Serve il tesserino per andare a funghi?

In molte regioni italiane è richiesto un tesserino o un’autorizzazione per raccogliere oltre una piccola quantità giornaliera, spesso rilasciato dal Comune o dalla Comunità Montana di competenza, talvolta gratuito per i residenti e a pagamento per i non residenti. Le modalità (dove richiederlo, validità, eventuale corso propedeutico) variano molto: il modo più affidabile per avere l’informazione corretta e aggiornata è consultare il portale della propria Regione o del Comune dove si intende raccogliere.

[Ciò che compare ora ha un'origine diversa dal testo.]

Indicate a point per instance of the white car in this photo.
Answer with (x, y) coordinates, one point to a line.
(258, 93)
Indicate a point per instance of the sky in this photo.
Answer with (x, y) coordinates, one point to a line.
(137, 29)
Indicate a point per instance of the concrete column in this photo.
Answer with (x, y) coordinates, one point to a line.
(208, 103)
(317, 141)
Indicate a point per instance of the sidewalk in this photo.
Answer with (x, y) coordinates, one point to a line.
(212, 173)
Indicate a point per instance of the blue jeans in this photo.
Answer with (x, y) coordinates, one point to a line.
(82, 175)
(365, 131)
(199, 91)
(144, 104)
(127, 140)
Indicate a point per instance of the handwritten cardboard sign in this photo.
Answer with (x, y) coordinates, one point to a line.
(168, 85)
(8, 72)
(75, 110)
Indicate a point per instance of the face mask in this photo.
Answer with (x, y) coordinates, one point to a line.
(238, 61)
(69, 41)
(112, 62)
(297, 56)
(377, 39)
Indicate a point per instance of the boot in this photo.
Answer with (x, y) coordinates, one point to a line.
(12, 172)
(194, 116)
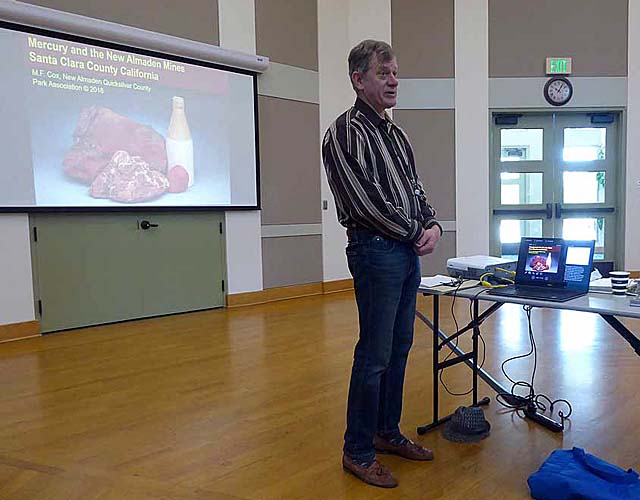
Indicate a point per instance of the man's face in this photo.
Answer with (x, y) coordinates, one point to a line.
(379, 84)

Limiti di quantità e orari

Quasi ovunque esiste un limite giornaliero di raccolta per persona, oltre al quale serve appunto il tesserino, e spesso anche una fascia oraria consentita (tipicamente dall’alba al tramonto) oltre a giorni di divieto settimanale in alcune zone. Questi dettagli cambiano da regione a regione e vengono aggiornati periodicamente: vanno verificati di volta in volta sulle fonti ufficiali, non su sentito dire.

Regole per regione

Ogni Regione italiana disciplina la raccolta con una propria legge, spesso delegando ai Comuni o alle Comunità Montane la gestione operativa (tesserini, calendari, aree soggette a regolamentazione particolare). Prima di un’uscita in una zona nuova, la fonte più affidabile resta il sito della Regione o del Comune interessato, che riporta i requisiti aggiornati.

Buone pratiche nel bosco

Al di là delle norme, alcune abitudini fanno la differenza per il bosco e per chi verrà dopo di te: usa un cestino di vimini, mai sacchetti di plastica, così le spore continuano a disperdersi durante il cammino; taglia il fungo alla base invece di strapparlo, per non danneggiare il micelio; non distruggere per curiosità i funghi che non riconosci o che non ti interessano — lasciali al loro ruolo nell’ecosistema.

Sicurezza. Nessuna app sostituisce un esperto: prima di consumare qualsiasi fungo fallo controllare dall’ispettorato micologico della tua ASL.